Infiltration is the New Inclusion
It takes some initial investment to ensure that people with disabilities are being reached and participating fully in your organizations and programs. Begin a new strategy of working toward inclusion by practicing “infiltration”, a more proactive and intentional approach. This means infiltrating the disability community’s events, sharing information with disability networks, and inviting members of the disability community to your events and programs. By infiltrating, we accelerate inclusion and form partnerships with other organizations and movements so that we all move forward together.
Disability is Diversity
Inclusion of people with disabilities is fundamental to enacting a commitment to diversity. In addition, many people with disabilities have identities other than their disability identity. For example: a person with a disability may also be a person of color, indigenous, a woman, LGBTQ, etc.
Budget for Inclusion
Unlike other types of diversity, disability inclusion may require additional and proactive strategies to ensure that dedicated financial resources are available to remediate or remove environmental, communications and other barriers to access. Learn more about budgeting for inclusion here.

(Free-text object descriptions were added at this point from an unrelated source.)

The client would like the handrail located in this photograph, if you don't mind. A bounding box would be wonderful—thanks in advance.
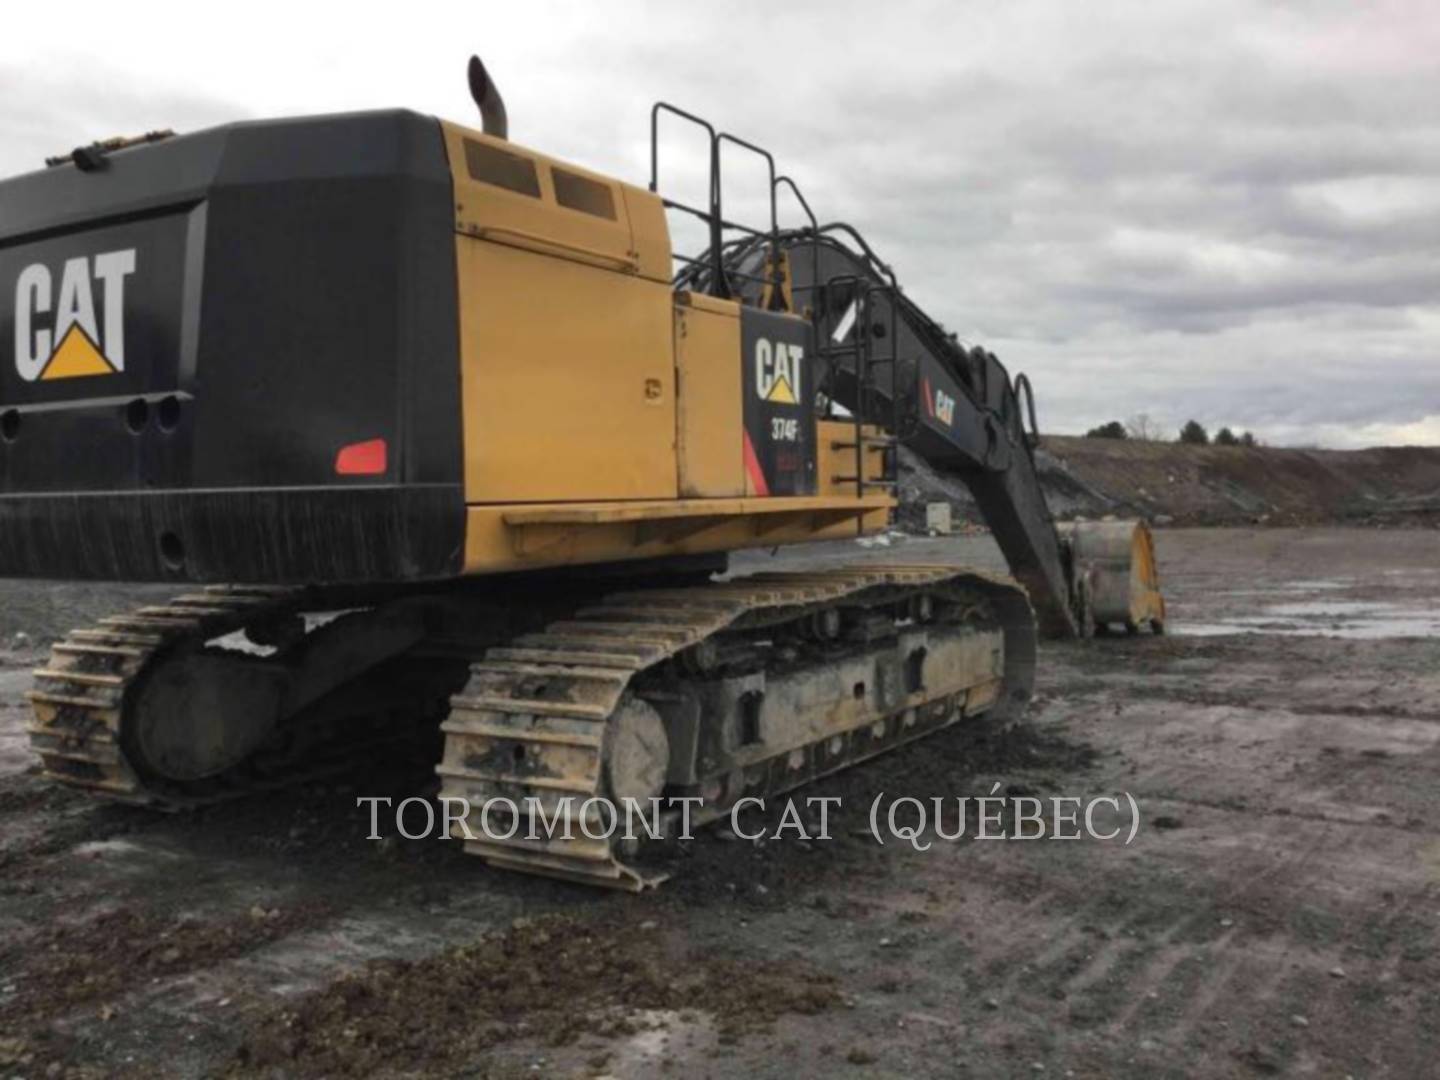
[775,175,819,318]
[650,102,723,295]
[650,101,788,304]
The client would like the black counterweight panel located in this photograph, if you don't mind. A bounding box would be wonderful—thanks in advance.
[0,110,464,583]
[194,113,460,489]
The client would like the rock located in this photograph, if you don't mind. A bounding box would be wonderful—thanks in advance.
[639,920,658,931]
[248,905,270,921]
[1219,918,1234,928]
[1241,1045,1282,1074]
[1154,514,1174,526]
[11,631,31,650]
[1290,1014,1309,1028]
[984,997,1000,1010]
[0,1038,31,1067]
[159,946,183,964]
[1329,966,1346,979]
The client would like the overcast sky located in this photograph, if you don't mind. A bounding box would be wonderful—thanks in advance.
[3,1,1436,447]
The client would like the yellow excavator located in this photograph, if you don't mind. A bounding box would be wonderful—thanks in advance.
[0,57,1163,888]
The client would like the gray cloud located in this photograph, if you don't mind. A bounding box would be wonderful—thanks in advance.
[1,0,1435,448]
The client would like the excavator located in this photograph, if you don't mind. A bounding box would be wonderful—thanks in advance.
[0,58,1163,889]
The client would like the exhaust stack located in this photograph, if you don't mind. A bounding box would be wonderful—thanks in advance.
[467,55,508,139]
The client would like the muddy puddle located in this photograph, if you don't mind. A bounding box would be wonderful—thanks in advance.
[1176,580,1440,639]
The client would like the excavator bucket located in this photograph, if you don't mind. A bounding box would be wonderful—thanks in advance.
[1061,520,1166,635]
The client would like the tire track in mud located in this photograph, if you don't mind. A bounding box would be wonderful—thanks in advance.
[876,786,1440,1077]
[1127,790,1434,833]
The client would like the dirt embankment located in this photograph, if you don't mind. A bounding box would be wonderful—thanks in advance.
[900,438,1440,528]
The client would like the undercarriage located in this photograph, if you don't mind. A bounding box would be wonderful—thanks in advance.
[27,565,1034,888]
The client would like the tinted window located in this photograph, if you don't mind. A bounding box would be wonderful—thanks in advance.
[464,139,540,197]
[552,167,617,220]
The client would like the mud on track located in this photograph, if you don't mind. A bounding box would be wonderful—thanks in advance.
[2,526,1439,1078]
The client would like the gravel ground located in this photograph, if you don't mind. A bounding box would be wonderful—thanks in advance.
[1,527,1438,1078]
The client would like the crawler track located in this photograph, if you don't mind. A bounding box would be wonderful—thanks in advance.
[26,564,1035,892]
[26,586,459,808]
[437,565,1035,889]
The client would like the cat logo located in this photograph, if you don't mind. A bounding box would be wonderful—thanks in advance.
[922,376,957,426]
[755,338,803,405]
[12,250,136,382]
[934,388,956,425]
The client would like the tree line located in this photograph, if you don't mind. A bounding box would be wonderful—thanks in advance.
[1084,415,1259,447]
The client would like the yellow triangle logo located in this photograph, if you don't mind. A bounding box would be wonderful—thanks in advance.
[765,373,797,404]
[40,324,116,380]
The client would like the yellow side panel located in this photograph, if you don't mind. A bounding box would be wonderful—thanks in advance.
[621,186,674,284]
[675,302,743,497]
[458,238,677,502]
[442,122,672,284]
[444,123,635,273]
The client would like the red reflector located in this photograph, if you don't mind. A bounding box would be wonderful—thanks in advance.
[334,438,387,476]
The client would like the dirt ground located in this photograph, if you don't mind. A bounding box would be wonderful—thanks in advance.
[2,527,1439,1079]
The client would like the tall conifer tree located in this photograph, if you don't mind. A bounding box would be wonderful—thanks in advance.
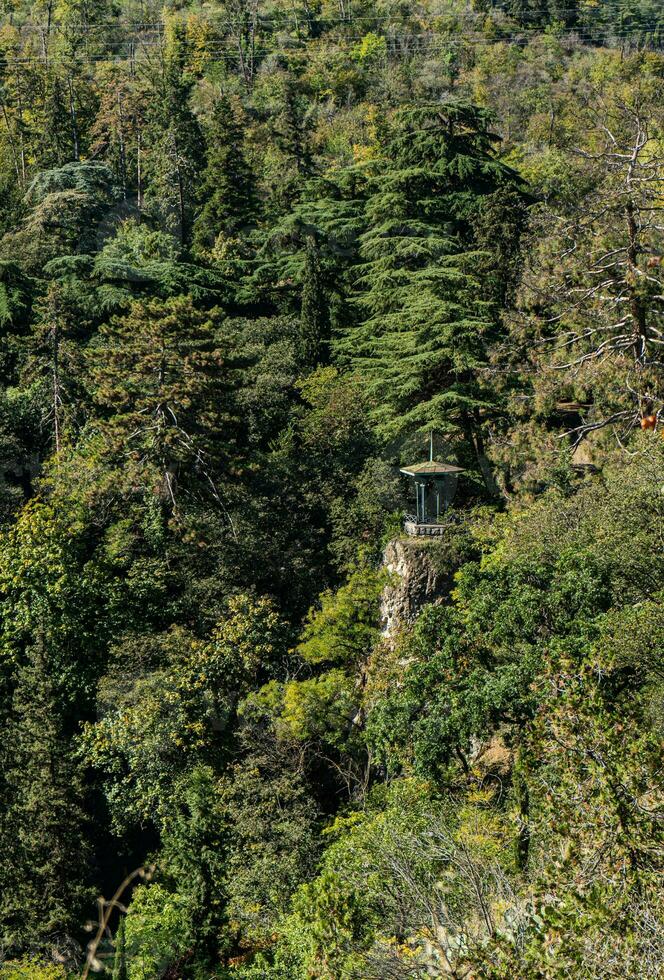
[112,916,129,980]
[0,639,90,952]
[90,296,237,510]
[145,28,204,247]
[300,233,330,367]
[340,102,521,491]
[192,96,256,256]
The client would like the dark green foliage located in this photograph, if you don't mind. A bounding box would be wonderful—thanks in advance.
[158,766,231,964]
[0,5,661,977]
[93,220,227,311]
[367,457,664,780]
[84,295,240,522]
[300,233,330,367]
[1,163,122,273]
[337,102,524,492]
[0,262,32,337]
[330,458,405,570]
[219,752,319,949]
[193,96,256,256]
[144,37,204,246]
[0,640,91,953]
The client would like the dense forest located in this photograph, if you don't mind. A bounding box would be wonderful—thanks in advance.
[0,1,662,977]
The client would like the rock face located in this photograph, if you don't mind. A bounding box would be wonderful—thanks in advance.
[380,537,450,643]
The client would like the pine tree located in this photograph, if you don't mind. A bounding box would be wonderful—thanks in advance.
[263,70,312,215]
[340,102,521,492]
[90,65,147,205]
[4,161,121,274]
[89,296,238,509]
[192,96,256,257]
[274,76,310,178]
[40,72,73,168]
[300,233,330,367]
[0,638,90,954]
[23,282,88,457]
[145,29,204,247]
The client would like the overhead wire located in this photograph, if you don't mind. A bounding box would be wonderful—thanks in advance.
[0,10,659,71]
[1,5,663,35]
[0,30,660,65]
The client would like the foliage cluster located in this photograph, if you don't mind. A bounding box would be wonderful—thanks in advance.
[0,2,662,978]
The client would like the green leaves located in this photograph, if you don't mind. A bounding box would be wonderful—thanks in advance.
[0,6,662,975]
[2,163,122,274]
[123,884,194,980]
[0,640,92,953]
[298,563,387,666]
[192,95,257,258]
[81,595,287,830]
[87,295,239,512]
[332,102,527,493]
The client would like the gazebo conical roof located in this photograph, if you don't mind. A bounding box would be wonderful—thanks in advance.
[400,460,465,477]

Applying a Human Rights Lens to Disability Services
It is possible to provide disability-related services without communicating harmful messages about the lives and potential of people who live with those disabilities. Whether it is offering a program focused on cure or prevention, rehabilitation, disability equipment, or psychosocial support, organizations can partner with or work alongside disability rights advocates. These types of services and programs can be provided while simultaneously promoting disability pride and equal rights for people with disabilities.